Pregnancy is such a special time. Really “special”.

21 Mar

My first pregnancy was great, until the last 4 weeks when my extra long baby kicked my liver so much it was displaced and threatened to stop working, making me quite sick.

Up until that point I’d felt pretty damn good. Sleeping well. No sickness. No pain. No bad pregnancy symptoms at all really. I worked, I gymed, I went out, I traveled. I slept brilliantly. I pretty much carried on as normal. I was excited and happy.

Fast forward almost exactly 2 years and this time pregnancy seriously tried to fuck me up, pushing my body and my spirit to near breaking point.

It’s Pregnancy II: The Revenge.

I don’t know if it’s because I’m 2 years older, just bad luck or because I already have a toddler to look after, but I can honestly say it’s been utterly shit from start to finish.

I’ve had every crap pregnancy symptom going. 21 weeks of vomiting? Thanks. Heartburn? Yay! Insomnia, low blood pressure, pelvic pain, restless legs, carpal tunnel syndrome, sinusitis, shortness of breath, anaemia, anxiety, sleep paralysis, random abdominal pain and now, a fucking huge and transverse baby wedged sideways in my uterus. Cheers. No, really.

The medical and ante natal care I’ve received has been excellent. My home birth midwife has been an amazing support, visiting me at home for my routine appointments and dropping by whenever I felt particularly unwell or stressed.

I’ve had more tests than a lab rat. Chest X-ray to rule out a cardiology problem, a insanely painful arterial blood gas test to check for a clot on my lungs (see pic), ECG, the evil fasting glucose tolerance test to check for diabetes, liver function tests and extra platelet and white blood cell monitoring. I’ve had 9 ultrasounds. I’ve spent a fucking fortune on parking.

All I can conclude is that my body hates being pregnant this time around. It can not cope with the physical demands of growing a human and it’s punishing me. I’m 36. I’m too old for this shit. My body was designed to do this 20 years ago. It doesn’t like the effort required to do it now.

I haven’t slept properly in forever.

I can’t eat because there’s no space and I just don’t want anything.

Getting up out of bed will soon require winching equipment.

I don’t fit in my maternity jeans anymore.
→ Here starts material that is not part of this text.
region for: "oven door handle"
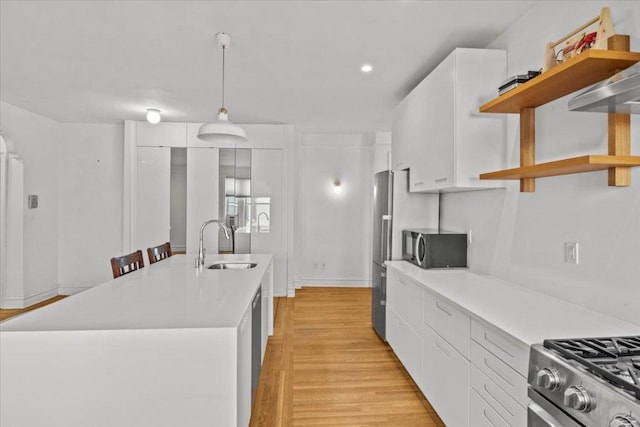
[527,401,581,427]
I don’t even fit in my bath.

I need to wee 27,000 times a day.

I feel like a fat, old, whinging bint.

My friends and family have been brilliant. Providing support, sympathy and help. They must be bored shitless of hearing me moan. I’m fucking bored of thinking it.

Strangers in the shops risk incurring my ever increasing wrath with their questions, opinions and inane small talk. I’ve not gone totally postal yet, but it’s brewing.

It’ll soon be over, I know that and it generates mixed feelings. I have a maximum of 23 days of this fresh hell to go but I do feel a tiny element of sadness that this will be my last baby as there’s no way I can risk having another pregnancy like this in another 2 years time. I feel like I should be given the Duke of Edinburgh award (Gold, obvs) for tolerating this shit.

I want this baby out, and as he’s sideways and a giant my consultant agrees. The Caesarian I was so desperate to avoid is now booked. And I don’t even mind. I want my body back, I want my clothes, my sleep, wine, running, not getting breathless or groaning each time I haul my vast carcass of the sofa. I want goats cheese and pate.

Mostly I want my baby safe and in my arms. So, they can slice me open. Then I can have a really good rest.